So gebe ich denn den dritten Band der Biographie Haydns in der Hoffnung heraus, daß er sich nicht allzu dürftig neben den so ausgezeichneten ersten zwei Bänden des verdienstvollen C.F. Pohl ausnehmen möge und von der Öffentlichkeit als entsprechender Abschluß des so lange Zeit Torso gewesenen biographischen Werkes aufgenommen werde.

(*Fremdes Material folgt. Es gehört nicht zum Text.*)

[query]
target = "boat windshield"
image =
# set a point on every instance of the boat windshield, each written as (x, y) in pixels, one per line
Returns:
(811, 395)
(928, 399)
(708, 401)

Es erübrigt mir nur noch, all denen, welche mir bei der Fertigstellung dieses Bandes hilfreiche Hand geboten haben, an dieser Stelle herzlich zu danken:

Vor allem meinem innigst verehrten Freunde Hofrat Prof. Dr. Eusebius Mandyczewski, dem kenntnisreichen und hilfsbereiten Führer aller jener, die sich mit der Geschichte der Wiener Klassiker beschäftigen, nicht minder Herrn Hofrat Prof. Dr. Guido Adler, der meine Arbeit durch Rat und Tat in weitestgehendem Maße gefördert hat. Weiter gilt mein Dank verschiedenen Sammlungen und Bibliotheken für ihr freundliches Entgegenkommen: der Nationalbibliothek in Wien und dem Leiter ihrer Musikaliensammlung, Herrn Dr. Robert Haas, der Staatsbibliothek zu Berlin, dem Leiter ihrer Musikaliensammlung, Herrn Prof. Dr. Wilhelm Altmann und Herrn Prof. Dr. Johan nes Wolf, der Stadtbibliothek zu Wien und ihrem Bibliothekar Herrn Dr. Alfred Orel, der Bibliothek der Gesellschaft der[7] Musikfreunde in Wien, in der mir außer Dr. Mandyczewski auch Dr. Hedwig Kraus hilfreiche Hand bot, endlich den beiden Verlagshäusern Breitkopf & Härtel und Artaria & Comp. für die Überlassung wertvollen Materials. – Die Bibliothek von Eisenstadt ist infolge der Kriegs- und Nachkriegsereignisse lange Zeit unerreichbar gewesen und ist auch jetzt nicht mehr zur Gänze in Eisenstadt befindlich. Erst nach begonnener Drucklegung des Buches erhielt ich die Erlaubnis zur Besichtigung der Bestände in Eisenstadt, wofür ich der fürstlichen Verwaltung und deren Bibliothekar, Herrn Dr. Hajnal, hiermit danke. Wenn diese Erlaubnis für die Fertigstellung des Buches auch ohne praktischen Wert war, so brauche ich dies umso weniger zu bedauern, als seinerzeit von Pohl genaue Aufzeichnungen in chronistischer und bibliographischer Hinsicht gemacht wurden, welche mir zur Verfügung standen und von mir verwertet wurden. – Zum Schlusse danke ich auch Herrn Dr. Fritz Beyer für seine Mitarbeit bei der Anlage des Registers.


Wien, im Dezember 1926.

Dr. Hugo Botstiber.[8]

Quelle:
Pohl, Carl Ferdinand / Botstiber, Hugo: Joseph Haydn. Band 3, Leipzig, Breitkopf & Härtel, 1927..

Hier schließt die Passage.